As a child, Shing travelled extensively with her father, a cruise fanatic. As a child, her father gave her a camera, which she would use to capture the world around her. Venturing around the world, from Scandinavia to South Africa, to Mexico and many ports in between, the way the image and lighting register, how particles and the sunlight hitting earth diffused or saturated, fascinated her.
“As we learn in school, the Camera reads light in its very own way whereas a human eye and brain are automatically triggered and register images in a different way,” Shing explains. In school, Shing would learn to dissect classical paintings and, through this, understand the suble interplay between light and subject, mind and image. From Courbet to Caravaggio, from the Renaissance to Impressionism to Modern Art, Shing’s photography has been deeply influenced by careful study of manually created images.
Shing was fortunate to have been raised by parents of means, allowing her to travel to so many countries and witness the actual paintings or prints of the original artwork firsthand, greatly enhancing what she calls her ‘mental library’ that is her ultimate source for inspiration and creative vision.
Her inspiration extens beyond the traditional fine arts to pieces of sophisticated workmanship and timeless artistry, such as the jewelry of Russian empress Catherine the Great on display in the Hermitage Palace of St. Petersburg. “I don’t see these pieces as being of any lesser artistic value than the most renown works by the Flemish painters,” she explains. “In fact, the artistry you see in the empress’ jewels and the impression they left on me are a major reason why I am so successful when shooting high jewelry. You have to know what to look for … for what the creator was intending to bring to the work. Like a photograph of a human subject, in pieces of jewelry you can find the soul of the craftman that made them,” Shing says.
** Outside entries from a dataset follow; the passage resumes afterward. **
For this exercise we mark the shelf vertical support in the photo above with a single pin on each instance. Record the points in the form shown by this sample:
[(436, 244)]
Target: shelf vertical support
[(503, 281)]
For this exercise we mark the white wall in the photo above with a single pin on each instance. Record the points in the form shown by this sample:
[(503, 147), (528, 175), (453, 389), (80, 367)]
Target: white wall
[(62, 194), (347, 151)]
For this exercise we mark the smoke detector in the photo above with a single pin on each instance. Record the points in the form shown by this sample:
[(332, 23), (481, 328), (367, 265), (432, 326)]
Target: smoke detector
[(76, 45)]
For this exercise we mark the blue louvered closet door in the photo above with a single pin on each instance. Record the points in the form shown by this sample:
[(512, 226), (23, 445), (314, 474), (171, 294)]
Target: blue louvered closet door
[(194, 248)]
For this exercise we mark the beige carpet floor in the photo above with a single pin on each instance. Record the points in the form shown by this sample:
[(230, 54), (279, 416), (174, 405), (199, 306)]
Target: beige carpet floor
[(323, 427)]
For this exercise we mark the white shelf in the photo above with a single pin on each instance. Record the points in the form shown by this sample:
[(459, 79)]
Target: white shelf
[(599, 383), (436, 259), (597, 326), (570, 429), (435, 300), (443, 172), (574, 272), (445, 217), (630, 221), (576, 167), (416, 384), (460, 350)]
Shing believes truly great photography, like paintings or high jewelry, must create a story. Many industry insiders have remarked that Shing’s prints give a sense of a documentary. “I see a lot of the young Mario Testino in myself,” Shing notes. “We were both trained in documentary — its like seeing so many of Henri Cartier Bresson’s prints to Mary Ellen Mark’s stories.” Motion picture was another major influence, and particularly the figurative language used in film. Shing notes works such as Citizen Kane and Stanley Kubrick’s Love in the Air as particularly impactful on her later thought and works.
Pioneering female photographers such as Sarah Moon, Ellen von Unworth, and Lillian Bassman were key figures that confirmed Shing’s belief that, like them, she too could become an iconic photographer. Like so many great female photographers before her, Shing has endeavored in the Taiwan market to play a similar role. Shing recalls how “many people in the industry didn’t believe I could make it. Fashion photography in Taiwan was always a man’s game before me. No one ever thought a glamorous woman could be not the subject but the one behind the lens.”
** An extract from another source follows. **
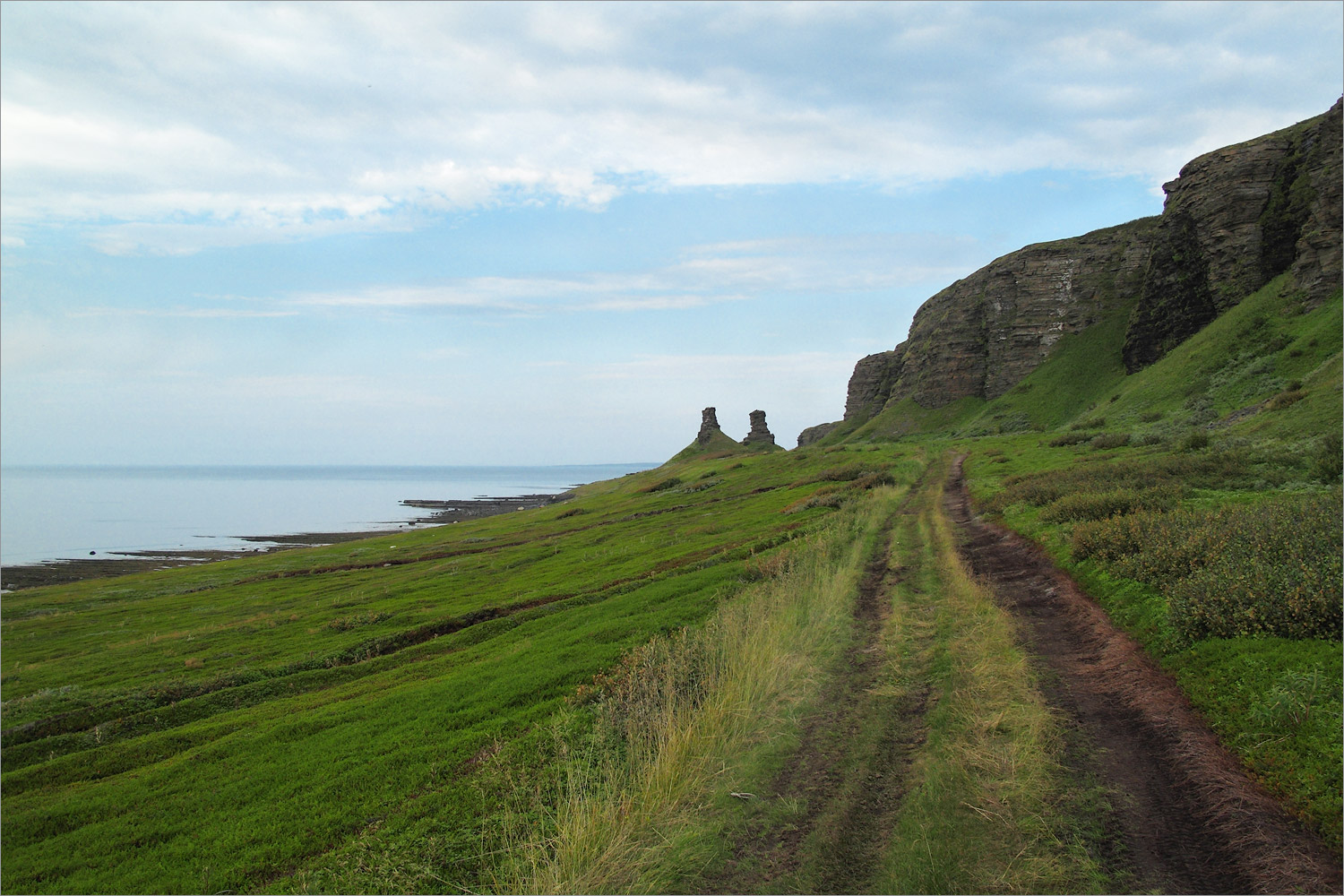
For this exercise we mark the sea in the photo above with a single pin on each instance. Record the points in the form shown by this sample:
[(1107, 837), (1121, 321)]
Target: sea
[(75, 512)]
Asked about which industry greats are top of mind for her, Shing can’t go without mentioning Paolo Roversi and his art-like images; Helmut Newton’s racy and provocative flair for shooting women; and Herb Ritts’ eye for shooting any model, “not simply because she’s wearing a brand name but actually adding style and class through his way of posing and directing her. He is able to use her to seduce you – even if she’s just wearing a white shirt.”